Tuesday, August 19, 2008

Back to Suits and Pantyhose

Oh wait... I have never actually worn a suit in my life. My Phi Mu girls can tell you all about our panty-hose days. Didn't we have a bon-fire to burn them all after our last Formal Business? Nevertheless I have gone from barely showering and sweating all day in Newark New Jersey, to primping each morning for an hour before sitting in an air conditioned office putting clear nailpolish over the runs in my pantyhose. Did I mention I have to wear suits?! Even on my classiest days a suit never crossed my mind. It's so constraining, so professional, so... not me. Evan Thomas Moore will tell you- I was not made for a career. So it follows that I was not made to feel like myself in a suit.

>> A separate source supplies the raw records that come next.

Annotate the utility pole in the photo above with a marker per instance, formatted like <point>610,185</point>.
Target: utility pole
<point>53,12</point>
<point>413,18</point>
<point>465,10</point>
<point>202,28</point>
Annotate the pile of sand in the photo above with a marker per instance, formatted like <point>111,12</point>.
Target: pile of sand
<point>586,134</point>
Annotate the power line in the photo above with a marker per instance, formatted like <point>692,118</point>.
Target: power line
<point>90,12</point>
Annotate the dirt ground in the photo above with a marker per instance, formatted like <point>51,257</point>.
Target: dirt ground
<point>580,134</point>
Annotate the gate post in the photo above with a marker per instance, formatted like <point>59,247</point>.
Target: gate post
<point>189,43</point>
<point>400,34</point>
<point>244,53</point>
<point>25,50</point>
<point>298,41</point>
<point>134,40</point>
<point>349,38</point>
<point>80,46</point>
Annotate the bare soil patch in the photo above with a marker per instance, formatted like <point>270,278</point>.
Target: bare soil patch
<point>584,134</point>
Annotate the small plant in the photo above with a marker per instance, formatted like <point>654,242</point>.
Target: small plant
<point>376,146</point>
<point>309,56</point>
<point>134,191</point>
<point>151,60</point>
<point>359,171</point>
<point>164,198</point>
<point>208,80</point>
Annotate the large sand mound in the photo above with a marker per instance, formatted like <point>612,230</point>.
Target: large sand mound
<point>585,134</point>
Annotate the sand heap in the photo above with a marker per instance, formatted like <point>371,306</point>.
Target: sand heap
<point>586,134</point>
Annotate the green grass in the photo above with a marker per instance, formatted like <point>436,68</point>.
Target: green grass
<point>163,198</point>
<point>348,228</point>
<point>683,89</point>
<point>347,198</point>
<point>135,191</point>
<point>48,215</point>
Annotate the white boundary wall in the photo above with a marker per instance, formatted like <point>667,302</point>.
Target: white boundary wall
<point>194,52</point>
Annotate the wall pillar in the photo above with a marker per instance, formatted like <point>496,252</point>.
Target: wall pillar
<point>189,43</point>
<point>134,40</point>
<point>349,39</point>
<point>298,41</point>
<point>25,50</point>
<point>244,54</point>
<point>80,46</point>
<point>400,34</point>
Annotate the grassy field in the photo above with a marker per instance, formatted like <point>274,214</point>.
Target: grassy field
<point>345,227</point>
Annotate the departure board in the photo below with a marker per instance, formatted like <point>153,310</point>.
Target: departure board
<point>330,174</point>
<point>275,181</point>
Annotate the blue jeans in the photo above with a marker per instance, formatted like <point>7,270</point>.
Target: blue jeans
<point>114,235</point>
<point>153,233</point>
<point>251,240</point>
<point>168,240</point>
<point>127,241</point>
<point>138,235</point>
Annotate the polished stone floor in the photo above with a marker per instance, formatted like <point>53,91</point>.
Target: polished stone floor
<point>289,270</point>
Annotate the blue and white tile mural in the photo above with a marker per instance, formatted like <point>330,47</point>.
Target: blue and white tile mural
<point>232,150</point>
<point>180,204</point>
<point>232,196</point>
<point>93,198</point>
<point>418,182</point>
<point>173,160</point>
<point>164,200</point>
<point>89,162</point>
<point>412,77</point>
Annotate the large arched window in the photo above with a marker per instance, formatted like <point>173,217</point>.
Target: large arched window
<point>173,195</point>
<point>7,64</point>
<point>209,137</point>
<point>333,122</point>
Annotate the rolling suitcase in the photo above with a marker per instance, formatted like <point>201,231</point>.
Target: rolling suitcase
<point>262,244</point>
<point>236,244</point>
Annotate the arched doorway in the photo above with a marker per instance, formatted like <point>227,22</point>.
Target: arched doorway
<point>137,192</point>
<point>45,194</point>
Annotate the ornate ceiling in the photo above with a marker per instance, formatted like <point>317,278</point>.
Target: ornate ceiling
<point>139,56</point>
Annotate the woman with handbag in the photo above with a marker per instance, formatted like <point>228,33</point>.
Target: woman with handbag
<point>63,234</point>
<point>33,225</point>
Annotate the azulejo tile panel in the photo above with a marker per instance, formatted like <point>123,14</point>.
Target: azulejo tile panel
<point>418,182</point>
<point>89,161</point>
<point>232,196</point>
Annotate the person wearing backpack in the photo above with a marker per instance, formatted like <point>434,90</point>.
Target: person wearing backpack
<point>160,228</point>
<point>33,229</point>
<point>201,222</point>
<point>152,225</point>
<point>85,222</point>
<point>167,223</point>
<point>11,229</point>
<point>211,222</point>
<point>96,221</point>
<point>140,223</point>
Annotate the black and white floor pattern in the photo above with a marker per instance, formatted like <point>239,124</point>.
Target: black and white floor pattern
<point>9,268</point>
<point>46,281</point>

Regardless of the fancy attire however, I do love my job. Scratch that. I absolutely LOVE my job! What do I do that is so wonderful, you might ask. Answer: a whole lot of nothing. I pick-up phone calls, I open mail, I even get the coffee and make copies. And each day I continue to be surprised at the joy I find in this job! See, doing nothing also leaves plenty of time for me to process the extreme busy-ness of the past year and summer. Here I have nothing to stress about except learning how to drive stick shift and becoming un-homeless. There is no morning preparation before arriving at work besides my own beautification and a good cup of coffee. When 5:30 hits, I walk out the door and don't have to think twice about any of the days events. Selfish, you say? Perhaps. But when you go from working 72 plus hours a week to a max of 41, you not only take advantage of free time, you NEED it. I think the best foundation for a renewed heart is time spent in reflection and rest. In her book, "If You Want to Write", Brena Ueland uses a term I have become very fond of these past few weeks- "moodling." Ueland says "moodling denotes creative and life giving solitude. The imagination needs moodling- long, inefficient happy idling, dawdling and puttering." I like her. I like making up words. And I really like moodling. My job lets me moodle. I have only ever been in bondage to a to-do list which constantly muddles up any free time I might have attempted to enjoy. This time, free time is mine. To spend however I want and I ain’t settlin’. I might learn Italian, or photography, or guitar. I might go to the gym more than once a week. I might just read lots of books or watch lots of sunsets. Whatever I do, I want you to know:

I will take moodling over muddling any day... even if I have to wear pantyhose.